College in America Blog

How To Choose a College

Going to college used to be the “no-brainer” path to middle-class, or better, financial success. However, in the last twenty years, this paradigm has self-destructed. Tuition has gone up 200%. The job market has undergone a dramatic transformation, i.e. there are nowhere near enough suitable jobs given the number of sheepskins being churned out by those institutions of higher learning.

Making a “success” out of college today has become extremely difficult. Only one in four who matriculate, graduate and get a good job. Seventy percent leave college with student loan debt—for some, financially crippling.

Here are three websites that describe a traditional timeline for choosing a college:

www.usnews.com/education/best-colleges/articles/2013/09/23/create-a-to-do-list-for-your-college-search

www.petersons.com/college-search/planning-list-students-parents.aspx

www.khanacademy.org/college-careers-more/college-admissions/get-started/introduction-ca/a/master-timeline-college-admissions

I could probably find a dozen more, but these three should make my point:

The “traditional” method of choosing a college is seriously flawed.

In the traditional process the three biggest weaknesses are that it:

  • Ignores “affordability,” and leaves the “financial moment of truth” much too late in the process.
  • Doesn’t address the need for a “whole degree” financial plan.
  • Accepts the premise that college is about exploring and “finding yourself.”

Affordability

Five out of eight young people think their parents will pay for any college they choose regardless of cost.
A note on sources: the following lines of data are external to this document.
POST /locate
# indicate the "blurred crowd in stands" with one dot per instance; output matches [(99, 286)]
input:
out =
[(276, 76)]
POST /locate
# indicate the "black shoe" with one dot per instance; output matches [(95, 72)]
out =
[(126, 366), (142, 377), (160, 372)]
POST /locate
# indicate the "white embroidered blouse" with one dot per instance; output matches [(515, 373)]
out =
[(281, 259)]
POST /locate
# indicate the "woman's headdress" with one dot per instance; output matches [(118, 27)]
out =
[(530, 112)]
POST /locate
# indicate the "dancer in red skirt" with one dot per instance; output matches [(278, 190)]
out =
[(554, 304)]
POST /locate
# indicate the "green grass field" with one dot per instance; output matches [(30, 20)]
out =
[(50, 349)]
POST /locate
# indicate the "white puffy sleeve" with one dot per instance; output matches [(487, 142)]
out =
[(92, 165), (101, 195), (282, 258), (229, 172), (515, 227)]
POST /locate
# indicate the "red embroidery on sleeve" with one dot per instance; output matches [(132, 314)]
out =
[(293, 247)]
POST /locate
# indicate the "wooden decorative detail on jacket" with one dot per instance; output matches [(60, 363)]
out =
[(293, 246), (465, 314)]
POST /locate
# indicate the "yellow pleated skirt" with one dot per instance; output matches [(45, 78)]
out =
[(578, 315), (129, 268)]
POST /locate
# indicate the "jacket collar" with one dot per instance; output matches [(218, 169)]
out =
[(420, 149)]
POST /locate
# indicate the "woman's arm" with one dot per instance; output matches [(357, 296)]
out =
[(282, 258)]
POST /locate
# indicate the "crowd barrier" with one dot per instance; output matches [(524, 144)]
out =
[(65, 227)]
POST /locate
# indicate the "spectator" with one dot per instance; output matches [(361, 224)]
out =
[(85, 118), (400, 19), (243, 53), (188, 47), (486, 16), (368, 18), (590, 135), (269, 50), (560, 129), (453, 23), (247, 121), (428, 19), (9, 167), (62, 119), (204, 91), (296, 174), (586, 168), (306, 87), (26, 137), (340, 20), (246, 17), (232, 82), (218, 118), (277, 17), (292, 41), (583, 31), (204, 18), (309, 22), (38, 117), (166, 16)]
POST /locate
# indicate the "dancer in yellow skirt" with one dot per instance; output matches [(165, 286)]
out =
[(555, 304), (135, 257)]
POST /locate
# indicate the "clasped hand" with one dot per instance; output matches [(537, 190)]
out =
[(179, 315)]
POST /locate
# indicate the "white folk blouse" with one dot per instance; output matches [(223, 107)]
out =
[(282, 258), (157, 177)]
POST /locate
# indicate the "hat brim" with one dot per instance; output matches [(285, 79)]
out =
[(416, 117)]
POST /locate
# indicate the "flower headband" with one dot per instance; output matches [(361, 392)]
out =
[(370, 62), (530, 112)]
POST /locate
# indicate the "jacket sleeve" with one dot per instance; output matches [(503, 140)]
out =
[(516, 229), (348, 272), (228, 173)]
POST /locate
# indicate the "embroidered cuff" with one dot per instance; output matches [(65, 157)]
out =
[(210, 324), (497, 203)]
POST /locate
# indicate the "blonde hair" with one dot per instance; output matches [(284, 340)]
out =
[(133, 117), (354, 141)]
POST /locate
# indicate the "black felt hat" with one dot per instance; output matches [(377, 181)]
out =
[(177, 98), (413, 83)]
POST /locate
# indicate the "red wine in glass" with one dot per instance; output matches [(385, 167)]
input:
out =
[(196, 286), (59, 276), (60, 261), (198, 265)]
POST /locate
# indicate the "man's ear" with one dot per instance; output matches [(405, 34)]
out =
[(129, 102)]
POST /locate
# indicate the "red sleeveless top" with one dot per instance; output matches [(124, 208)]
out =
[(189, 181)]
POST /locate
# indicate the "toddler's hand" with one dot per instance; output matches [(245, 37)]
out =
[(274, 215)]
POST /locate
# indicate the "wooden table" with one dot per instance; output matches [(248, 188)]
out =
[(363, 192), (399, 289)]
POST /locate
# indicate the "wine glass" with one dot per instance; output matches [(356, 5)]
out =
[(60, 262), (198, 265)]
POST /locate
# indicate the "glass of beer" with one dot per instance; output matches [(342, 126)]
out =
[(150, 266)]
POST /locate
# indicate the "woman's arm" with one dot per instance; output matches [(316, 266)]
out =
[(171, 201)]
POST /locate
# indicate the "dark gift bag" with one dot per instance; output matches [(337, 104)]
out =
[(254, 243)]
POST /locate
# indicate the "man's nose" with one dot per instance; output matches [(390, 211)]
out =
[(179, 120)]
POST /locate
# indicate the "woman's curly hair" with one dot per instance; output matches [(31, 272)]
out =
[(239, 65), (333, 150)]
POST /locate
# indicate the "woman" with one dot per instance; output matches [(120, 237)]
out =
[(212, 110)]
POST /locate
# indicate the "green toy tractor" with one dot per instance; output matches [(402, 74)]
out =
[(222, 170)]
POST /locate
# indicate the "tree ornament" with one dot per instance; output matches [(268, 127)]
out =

Studies show that most of them are in for a big, unpleasant surprise. The current methodology leads to many parents and students “meeting their Waterloo” on, or about, April 1st of the senior year when those financial-aid award letters arrive. At that point, they have one month to make an emotion filled, life-defining decision. In my opinion, this is one of the major drivers of the student loan crisis. Parents don’t want to see their kids disappointed, and they think, “We’ll deal with that “loan business” down the road. How bad can it be?”

That April “crunch time” is also indicative of parents not managing their student’s expectations. The time to do the preliminary planning and start the conversation about post-secondary education options is middle-school when there is still “plenty of runway” to work with.

Financial Planning

If you read, The Boys In the Boat, you will hear the story of how nine sons of working-class families achieved glory in the 1936 Olympics. You will also learn what it was like to work your way through college during The Great Depression. I can attest that the picture hadn’t changed thirty years later. Today working your way through college with a minimum wage job is almost impossible.

For many families, post-secondary education expenses for their offspring represent their second biggest financial challenge. However, it is common to see families send their teenagers off to college without a “whole degree” financial plan, or without much of any kind of financial plan, for that matter. A good plan lays out a timeline to the desired degree, projects line-by-line costs for each year, and the source of the funds to meet those costs.

There is an old Yiddish saying, “Man plans. God laughs.” Even with a detailed plan, execution is difficult. More and more often those four-year degrees end up requiring five, or even, six years. Running out of funds is a major cause of students dropping out.

Finding Yourself

Very few families can afford the luxury of sending “little Joanie” off to college to “find herself” these days. When you show up at the ivy covered gates you need to be ready to go to work.

Fifty percent show up at their new dorm room with no inkling of a major. (One wonders about how much serious thought the other fifty percent have given the idea.) Eighty percent will change majors, many, multiple times. When tuition was $500 a year this wasn’t such a serious problem. At $10,000 this can be a “game breaker.”

The second issue regarding majors is how do you make an intelligent financial planning decision on student loans without having a “targeted starting salary?”

Dr. Kevin Fleming in his book, (RE)Defining the Goal: The True Path to Career Readiness in the 21st Century, describes “Flip the College Decision-Making Paradigm.” Choose a career. Determine your major. Pick your school. Most kids do the exact opposite. What if you decide that Computer Science is the key to your future career, but the school you choose doesn’t have a strong program?

Just like “affordability” the time to begin this conversation is middle-school. Start exploring. Have your parents take you to “Career Night” at your local hospital. Go to “STEM Camp” at a nearby college. Join a club. Volunteer. With your parents help arrange some “shadow days.” (I know that feels a little weird. The person you are going to be shadowing is going to be thrilled. Their spouse and kids have no interest in their job at all. Your hanging around is going to be the highlight of their week.) The idea is to expose yourself to a lot of different fields.

Summary

Your high school guidance counselor is probably going to be following a form of the tradition “choose your college” game plan. I suggest that parents and their student develop their own game plan that addresses the issues discussed in this post.